La utilización política del homicidio de Lucio Dupuy puso a andar una maquinaria antifeminista cuyo poder de lobby es evidente. No importa la falsedad de los contenidos enunciados o la futilidad del material que se difundió para mostrar a la madre del niño -que, según el mismo abogado querellante de la familia Dupuy, no estuvo en su casa en el momento de la golpiza que lo llevó a la muerte- y a su pareja como dos lesbianas feministas enardecidas por el “odio de género” -un agravante que incluyó la querella y al escribir esta nota no se sabe si el jurado tendrá en cuenta-. Los chats en los que hablan de salir de joda, las conversaciones entre la madre y el padre de Lucio, la participación en una marcha o que usaban pañuelo verde. Nada de eso puede agravar el hecho suficientemente escalofriante y gravísimo de haber causado la muerte de un niño de cinco años. 

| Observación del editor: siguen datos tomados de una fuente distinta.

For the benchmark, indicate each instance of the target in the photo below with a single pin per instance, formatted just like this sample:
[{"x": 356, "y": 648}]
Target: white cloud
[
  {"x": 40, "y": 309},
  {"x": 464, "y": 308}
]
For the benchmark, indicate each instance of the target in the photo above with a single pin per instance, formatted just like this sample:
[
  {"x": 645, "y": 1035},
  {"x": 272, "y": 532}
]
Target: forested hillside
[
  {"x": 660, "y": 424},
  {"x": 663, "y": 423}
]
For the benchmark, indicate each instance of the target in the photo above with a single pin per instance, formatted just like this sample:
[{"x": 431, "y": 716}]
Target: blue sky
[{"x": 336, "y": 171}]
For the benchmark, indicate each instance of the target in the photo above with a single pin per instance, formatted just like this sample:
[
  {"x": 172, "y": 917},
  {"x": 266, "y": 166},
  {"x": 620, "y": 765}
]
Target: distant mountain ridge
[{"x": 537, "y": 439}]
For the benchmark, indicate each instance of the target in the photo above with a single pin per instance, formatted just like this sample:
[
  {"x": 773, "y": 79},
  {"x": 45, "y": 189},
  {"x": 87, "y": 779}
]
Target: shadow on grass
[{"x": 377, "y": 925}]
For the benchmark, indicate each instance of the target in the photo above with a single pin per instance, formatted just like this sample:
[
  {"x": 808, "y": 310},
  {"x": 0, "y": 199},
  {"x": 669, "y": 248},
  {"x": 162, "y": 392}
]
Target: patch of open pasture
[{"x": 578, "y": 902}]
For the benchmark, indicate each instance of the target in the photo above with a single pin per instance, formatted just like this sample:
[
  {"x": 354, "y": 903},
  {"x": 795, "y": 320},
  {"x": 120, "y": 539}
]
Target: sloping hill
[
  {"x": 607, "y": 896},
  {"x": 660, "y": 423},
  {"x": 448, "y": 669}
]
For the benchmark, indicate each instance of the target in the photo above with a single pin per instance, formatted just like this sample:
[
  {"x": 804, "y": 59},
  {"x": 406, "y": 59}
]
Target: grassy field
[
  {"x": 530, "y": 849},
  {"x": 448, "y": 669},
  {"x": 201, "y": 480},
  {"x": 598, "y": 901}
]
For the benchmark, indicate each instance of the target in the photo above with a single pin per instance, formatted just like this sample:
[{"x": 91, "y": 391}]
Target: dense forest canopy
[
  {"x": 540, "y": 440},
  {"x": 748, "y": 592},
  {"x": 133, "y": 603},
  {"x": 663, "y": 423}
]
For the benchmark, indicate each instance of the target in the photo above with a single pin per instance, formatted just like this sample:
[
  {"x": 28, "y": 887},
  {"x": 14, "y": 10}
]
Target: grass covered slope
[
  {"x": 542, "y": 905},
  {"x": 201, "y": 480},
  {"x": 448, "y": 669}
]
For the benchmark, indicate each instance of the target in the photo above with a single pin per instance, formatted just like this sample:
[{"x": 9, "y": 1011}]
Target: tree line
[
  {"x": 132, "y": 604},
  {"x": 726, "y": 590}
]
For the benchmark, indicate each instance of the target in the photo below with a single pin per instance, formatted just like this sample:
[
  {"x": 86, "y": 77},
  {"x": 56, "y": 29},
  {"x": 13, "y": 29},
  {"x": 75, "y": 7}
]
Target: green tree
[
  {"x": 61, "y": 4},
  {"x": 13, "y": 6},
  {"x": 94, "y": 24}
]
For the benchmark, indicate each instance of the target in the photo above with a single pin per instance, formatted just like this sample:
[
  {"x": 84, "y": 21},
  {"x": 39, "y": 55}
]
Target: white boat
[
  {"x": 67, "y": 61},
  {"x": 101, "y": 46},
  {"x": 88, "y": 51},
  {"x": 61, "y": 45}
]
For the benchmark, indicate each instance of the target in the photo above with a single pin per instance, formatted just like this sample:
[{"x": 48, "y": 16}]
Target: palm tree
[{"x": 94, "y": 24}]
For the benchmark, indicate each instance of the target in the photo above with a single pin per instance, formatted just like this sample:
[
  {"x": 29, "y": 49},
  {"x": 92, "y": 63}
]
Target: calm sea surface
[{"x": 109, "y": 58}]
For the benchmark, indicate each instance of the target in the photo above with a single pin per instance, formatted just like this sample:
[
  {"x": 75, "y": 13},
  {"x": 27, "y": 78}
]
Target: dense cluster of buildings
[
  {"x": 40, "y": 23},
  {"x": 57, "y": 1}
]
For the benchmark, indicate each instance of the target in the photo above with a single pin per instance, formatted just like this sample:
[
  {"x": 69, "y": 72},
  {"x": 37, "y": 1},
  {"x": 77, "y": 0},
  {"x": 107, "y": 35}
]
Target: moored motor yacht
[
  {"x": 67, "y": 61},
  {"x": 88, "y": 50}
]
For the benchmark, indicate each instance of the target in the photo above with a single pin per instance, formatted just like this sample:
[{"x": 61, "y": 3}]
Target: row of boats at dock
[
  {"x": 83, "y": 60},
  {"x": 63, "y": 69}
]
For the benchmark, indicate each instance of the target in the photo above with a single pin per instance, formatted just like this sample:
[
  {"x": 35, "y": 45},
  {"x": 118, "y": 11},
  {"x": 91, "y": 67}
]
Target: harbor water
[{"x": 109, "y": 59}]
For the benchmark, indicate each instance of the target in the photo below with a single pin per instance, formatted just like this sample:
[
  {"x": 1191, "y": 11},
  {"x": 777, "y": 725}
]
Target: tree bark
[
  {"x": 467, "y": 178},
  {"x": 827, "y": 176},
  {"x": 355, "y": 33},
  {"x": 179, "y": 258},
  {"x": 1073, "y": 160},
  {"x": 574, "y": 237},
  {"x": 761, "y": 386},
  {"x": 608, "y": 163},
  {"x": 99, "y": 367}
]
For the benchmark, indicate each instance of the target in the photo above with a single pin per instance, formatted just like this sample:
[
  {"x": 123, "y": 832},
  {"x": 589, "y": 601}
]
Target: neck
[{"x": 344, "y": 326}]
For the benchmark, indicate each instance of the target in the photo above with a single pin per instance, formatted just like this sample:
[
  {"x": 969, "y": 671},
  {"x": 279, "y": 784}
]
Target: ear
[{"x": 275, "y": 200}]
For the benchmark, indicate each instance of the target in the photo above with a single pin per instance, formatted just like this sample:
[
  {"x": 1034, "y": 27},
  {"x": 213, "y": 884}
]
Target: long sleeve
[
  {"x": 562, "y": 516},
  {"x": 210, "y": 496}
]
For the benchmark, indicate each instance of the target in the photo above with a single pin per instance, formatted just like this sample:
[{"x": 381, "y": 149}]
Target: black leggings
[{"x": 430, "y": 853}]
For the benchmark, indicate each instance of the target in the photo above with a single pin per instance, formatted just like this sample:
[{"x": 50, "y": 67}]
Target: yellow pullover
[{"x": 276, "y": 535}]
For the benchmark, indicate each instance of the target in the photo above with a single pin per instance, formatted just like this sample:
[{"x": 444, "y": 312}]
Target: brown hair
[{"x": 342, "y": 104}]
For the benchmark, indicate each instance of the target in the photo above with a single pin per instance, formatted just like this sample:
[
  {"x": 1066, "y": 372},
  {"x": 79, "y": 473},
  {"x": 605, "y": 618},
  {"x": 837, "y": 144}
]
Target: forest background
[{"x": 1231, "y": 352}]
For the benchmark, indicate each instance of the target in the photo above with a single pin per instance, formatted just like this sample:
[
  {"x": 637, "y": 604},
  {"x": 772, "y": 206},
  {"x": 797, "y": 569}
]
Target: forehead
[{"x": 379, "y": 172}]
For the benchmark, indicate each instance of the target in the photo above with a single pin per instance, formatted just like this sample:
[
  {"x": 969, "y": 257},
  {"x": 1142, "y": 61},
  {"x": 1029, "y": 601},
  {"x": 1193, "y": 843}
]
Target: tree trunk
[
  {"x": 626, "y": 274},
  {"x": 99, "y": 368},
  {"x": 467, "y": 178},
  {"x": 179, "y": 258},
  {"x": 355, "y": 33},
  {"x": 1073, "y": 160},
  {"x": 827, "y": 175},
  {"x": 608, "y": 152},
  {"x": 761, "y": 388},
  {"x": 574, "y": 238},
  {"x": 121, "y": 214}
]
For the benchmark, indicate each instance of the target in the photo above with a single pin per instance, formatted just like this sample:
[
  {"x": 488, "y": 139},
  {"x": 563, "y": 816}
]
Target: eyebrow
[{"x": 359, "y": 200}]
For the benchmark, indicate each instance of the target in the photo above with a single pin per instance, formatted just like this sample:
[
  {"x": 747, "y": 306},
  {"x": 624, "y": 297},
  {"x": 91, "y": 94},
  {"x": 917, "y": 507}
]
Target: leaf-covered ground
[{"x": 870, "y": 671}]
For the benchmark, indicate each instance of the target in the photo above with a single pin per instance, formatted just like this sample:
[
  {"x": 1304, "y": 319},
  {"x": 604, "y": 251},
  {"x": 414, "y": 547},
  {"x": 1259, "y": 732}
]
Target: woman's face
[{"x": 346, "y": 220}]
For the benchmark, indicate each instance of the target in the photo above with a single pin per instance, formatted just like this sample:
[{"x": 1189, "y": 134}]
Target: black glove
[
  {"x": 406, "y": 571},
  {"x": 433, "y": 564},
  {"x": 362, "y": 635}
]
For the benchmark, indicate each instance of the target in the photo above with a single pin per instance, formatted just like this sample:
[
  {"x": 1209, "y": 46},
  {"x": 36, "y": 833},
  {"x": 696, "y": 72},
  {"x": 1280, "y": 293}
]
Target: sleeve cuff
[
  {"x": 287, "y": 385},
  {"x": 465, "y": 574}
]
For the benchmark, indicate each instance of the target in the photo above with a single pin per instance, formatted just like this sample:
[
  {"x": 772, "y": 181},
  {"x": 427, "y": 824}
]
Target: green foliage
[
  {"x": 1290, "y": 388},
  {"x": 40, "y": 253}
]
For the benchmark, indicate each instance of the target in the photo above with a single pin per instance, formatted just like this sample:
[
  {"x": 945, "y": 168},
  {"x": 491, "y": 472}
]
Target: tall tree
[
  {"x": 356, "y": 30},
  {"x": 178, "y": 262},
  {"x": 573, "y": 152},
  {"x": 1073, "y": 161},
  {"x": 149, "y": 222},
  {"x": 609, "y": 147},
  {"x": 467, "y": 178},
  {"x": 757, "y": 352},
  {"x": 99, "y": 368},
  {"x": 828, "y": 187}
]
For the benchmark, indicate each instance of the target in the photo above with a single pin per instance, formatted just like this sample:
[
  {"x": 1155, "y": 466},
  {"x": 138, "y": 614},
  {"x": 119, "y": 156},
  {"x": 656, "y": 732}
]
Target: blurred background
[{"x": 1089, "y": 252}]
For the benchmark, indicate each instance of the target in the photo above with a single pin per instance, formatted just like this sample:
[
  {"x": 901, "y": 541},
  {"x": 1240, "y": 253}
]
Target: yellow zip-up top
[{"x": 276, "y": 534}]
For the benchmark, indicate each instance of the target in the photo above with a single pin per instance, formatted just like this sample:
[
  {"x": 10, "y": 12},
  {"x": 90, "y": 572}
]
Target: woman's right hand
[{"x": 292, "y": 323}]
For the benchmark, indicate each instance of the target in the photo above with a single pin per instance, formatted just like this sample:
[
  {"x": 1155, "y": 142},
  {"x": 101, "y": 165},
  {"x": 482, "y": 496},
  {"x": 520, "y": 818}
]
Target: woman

A ellas se las convierte en todas, las que marchan, las que consiguieron visibilizar la violencia patriarcal, las que denuncian a la Justicia por no actuar a tiempo. Y cualquiera podría ser ellas. Esa paradoja -acusar a quienes acusan- se ve constantemente en los juzgados de familia, sobre todo cuando se denuncia abuso sexual intrafamiliar, y busca generar un clima de pánico moral. Esta pareja es el chivo expiatorio, estas lesbianas perversas que odian “al macho” son capaces de pasar de la metáfora al acto. Y son dos, pero son todas. Las que quieren derrumbar la casa del amo generando el terror de que finalmente caiga sobre la cabeza de esta sociedad que tantas veces prefiere linchar, excluir, castigar que mirarse a sí misma para seguir empujando transformaciones.